Passing (taken from the term used for people “passing” as different races, and an adaptation of a 1929 novel) is not a film you want to go into without the right cast. While Tessa Thompson‘s (as Irene) star has been rising for quite a while now, Ruth Negga (as Clare) is up for the challenge, taking on arguably the tougher role as the titular namesake.
Everything kicks off through a chance encounter between two friends who haven’t seen each other in several decades, and kind of unravels from there. As one might expect, there’s a lot of tension that rises between these two women; and while race serves as an underlying throughput, there’s a lot more nuance to their situations that both actresses are able to convey magnificently.
One thing that might turn people off from Passing is the pacing. It’s not electrifying, but it doesn’t need to be. Sometimes these issues are glossed over, even today, subtly, or backhandedly, and Passing allows us the time to linger on them in a realistic way. It’s also imperative for the crescendo that takes place as the film progresses.
Alexander Skarsgård, who excels at playing monsters, is a bit over-the-top at times, but the core of the story is kept on Irene and Clare. While there is plenty of room between “slow” and “soapy,” I think Passing is exactly where it needs to be. We get to the root of the problem between the two within the first 12 minutes or so, and which sets us up for the conflict thereafter.
“While there is plenty of room between “slow” and “soapy,” I think Passing is exactly where it needs to be.”
It’s hard to believe this is Rebecca Hall’s first go at directing a feature film. While many films utilize a modern black and white style to varying success, Passing inherently benefits from it. I wouldn’t be surprised to, at least, see a best director nod at the Oscars, even if the subject matter and presentation doesn’t resonate with everyone.
Hall and cinematographer Eduard Grau manage to frame the cast perfectly, capturing their reactions to off-screen speeches in a way that informs the characters. Ruth Negga’s expressive face tells us entire stories without her ever saying a word.
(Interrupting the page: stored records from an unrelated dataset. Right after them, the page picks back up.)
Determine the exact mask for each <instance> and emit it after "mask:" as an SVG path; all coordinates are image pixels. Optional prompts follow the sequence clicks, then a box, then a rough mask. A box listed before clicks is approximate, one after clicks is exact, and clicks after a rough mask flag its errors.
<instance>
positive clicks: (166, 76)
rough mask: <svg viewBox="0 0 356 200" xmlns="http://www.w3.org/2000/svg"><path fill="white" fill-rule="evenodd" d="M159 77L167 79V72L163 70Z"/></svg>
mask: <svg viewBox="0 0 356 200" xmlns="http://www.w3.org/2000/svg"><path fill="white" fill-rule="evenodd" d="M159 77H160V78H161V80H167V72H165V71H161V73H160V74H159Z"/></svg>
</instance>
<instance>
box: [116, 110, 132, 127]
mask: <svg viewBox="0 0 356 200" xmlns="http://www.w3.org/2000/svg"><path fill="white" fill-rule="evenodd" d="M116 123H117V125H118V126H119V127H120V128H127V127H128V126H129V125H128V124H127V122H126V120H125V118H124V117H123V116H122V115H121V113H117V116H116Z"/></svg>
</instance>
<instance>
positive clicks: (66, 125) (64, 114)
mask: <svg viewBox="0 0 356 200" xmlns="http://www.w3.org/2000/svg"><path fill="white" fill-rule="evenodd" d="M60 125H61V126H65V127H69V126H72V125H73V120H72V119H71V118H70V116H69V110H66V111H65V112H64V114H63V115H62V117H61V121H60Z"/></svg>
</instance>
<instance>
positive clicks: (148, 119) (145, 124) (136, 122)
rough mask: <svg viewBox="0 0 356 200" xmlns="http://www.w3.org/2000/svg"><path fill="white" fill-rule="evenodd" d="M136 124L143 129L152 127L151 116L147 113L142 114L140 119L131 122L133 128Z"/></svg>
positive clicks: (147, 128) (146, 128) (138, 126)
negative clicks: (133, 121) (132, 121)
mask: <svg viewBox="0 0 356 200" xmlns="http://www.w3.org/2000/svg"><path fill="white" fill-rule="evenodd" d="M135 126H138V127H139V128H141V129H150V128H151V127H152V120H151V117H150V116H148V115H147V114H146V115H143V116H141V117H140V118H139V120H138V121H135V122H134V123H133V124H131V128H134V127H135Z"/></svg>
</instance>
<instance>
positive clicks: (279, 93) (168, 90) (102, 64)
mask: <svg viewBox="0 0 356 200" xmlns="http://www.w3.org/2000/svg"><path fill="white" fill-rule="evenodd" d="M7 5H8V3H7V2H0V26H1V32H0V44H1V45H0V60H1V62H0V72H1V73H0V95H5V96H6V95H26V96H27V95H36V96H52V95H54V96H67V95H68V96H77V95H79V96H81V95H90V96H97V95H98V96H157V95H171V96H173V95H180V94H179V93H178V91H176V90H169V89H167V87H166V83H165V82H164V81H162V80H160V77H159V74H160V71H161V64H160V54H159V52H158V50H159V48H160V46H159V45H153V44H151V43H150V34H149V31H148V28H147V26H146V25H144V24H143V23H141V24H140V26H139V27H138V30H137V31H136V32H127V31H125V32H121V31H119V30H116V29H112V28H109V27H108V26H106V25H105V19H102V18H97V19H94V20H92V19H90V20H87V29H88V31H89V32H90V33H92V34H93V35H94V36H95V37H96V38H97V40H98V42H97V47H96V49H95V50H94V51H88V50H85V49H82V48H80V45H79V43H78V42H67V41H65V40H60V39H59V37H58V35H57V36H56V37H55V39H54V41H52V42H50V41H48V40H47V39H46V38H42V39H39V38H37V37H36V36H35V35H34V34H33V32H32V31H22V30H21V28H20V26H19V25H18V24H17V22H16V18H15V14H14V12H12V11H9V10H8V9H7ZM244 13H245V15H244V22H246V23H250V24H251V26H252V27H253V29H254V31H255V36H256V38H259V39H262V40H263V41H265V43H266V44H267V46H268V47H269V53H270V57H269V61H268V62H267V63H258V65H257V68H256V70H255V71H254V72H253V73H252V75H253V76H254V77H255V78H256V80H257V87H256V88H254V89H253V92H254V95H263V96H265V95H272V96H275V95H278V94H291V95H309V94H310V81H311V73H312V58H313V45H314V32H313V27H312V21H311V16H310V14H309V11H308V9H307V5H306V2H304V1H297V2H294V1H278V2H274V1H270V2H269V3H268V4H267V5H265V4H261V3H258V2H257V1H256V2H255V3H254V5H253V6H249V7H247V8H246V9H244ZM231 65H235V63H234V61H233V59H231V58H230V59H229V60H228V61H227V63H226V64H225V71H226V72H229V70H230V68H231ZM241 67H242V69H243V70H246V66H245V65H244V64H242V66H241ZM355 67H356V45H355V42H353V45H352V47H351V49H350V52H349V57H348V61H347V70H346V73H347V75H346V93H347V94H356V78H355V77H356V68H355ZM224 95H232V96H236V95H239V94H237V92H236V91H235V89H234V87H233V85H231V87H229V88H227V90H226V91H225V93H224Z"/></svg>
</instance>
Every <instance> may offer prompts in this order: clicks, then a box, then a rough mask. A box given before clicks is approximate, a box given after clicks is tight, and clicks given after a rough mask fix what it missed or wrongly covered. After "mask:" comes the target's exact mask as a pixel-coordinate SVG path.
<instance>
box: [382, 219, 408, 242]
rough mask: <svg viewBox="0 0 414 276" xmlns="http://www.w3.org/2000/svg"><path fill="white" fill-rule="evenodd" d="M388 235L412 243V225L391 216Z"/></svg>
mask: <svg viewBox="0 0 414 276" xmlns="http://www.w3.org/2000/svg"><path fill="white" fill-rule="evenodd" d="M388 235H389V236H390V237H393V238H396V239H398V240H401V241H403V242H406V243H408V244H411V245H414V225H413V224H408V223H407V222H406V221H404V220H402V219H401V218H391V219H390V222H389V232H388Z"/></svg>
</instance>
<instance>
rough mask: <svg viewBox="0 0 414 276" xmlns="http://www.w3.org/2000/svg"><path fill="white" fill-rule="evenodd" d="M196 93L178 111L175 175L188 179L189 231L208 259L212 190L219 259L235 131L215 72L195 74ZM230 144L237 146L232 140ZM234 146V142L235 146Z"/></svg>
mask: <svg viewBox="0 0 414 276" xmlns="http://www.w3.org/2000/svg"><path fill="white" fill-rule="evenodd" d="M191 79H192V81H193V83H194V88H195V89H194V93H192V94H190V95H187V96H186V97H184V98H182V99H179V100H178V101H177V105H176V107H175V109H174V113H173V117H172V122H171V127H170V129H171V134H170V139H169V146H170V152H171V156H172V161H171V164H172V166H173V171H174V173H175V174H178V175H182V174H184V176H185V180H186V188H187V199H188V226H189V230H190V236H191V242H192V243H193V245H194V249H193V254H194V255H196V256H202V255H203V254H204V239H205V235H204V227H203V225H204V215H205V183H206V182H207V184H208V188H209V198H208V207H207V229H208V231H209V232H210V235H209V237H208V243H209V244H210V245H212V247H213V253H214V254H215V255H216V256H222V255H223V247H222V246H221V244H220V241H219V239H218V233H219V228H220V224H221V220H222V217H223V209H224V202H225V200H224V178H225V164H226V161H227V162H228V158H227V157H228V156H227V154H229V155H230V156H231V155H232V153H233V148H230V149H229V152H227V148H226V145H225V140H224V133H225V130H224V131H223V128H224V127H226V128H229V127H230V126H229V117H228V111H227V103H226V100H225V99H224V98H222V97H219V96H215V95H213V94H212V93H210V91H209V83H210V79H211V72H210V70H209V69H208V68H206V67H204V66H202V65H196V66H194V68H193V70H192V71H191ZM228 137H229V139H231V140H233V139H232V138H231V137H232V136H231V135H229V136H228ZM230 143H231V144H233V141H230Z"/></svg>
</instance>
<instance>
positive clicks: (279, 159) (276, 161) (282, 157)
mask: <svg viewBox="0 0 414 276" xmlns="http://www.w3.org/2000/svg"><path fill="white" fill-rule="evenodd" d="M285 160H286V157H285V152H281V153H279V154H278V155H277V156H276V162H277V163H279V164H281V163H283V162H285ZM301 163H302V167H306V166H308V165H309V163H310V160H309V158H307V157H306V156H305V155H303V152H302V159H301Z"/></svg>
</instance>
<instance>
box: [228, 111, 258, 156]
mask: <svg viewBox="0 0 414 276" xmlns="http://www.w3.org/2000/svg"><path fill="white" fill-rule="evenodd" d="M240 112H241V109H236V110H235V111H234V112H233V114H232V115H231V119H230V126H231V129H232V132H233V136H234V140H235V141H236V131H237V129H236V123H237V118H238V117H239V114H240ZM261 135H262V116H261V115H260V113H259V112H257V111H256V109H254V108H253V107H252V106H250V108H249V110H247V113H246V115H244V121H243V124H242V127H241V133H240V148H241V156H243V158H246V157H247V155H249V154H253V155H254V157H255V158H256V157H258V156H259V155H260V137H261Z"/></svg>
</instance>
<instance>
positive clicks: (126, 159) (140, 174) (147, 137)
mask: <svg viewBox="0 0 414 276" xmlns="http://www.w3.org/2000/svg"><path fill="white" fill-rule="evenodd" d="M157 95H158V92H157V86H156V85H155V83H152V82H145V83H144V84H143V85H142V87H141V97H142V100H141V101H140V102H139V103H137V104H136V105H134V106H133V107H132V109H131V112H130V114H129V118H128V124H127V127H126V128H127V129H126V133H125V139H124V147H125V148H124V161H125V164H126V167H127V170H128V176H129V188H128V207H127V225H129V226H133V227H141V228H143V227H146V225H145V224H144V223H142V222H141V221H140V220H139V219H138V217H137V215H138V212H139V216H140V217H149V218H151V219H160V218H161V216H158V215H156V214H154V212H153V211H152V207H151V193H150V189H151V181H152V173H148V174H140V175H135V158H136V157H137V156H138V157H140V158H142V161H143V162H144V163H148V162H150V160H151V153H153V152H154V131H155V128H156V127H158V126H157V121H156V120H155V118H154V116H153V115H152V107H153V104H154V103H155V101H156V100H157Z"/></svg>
Having additional background on the historical significance of issues like class, race, and even sexuality, especially within the context of the time period, enhances its effect. Passing is an incredibly hard story to adapt, as there are so many different moving parts. Rebecca Hall has a long career ahead of her if this is her first effort.
With just an hour and a half in service of the film, some of them are glossed over, but it’s the sort of narrative that benefits from a rewatch; particularly due to the efforts of the two leads. It’s certainly worth watching at least once.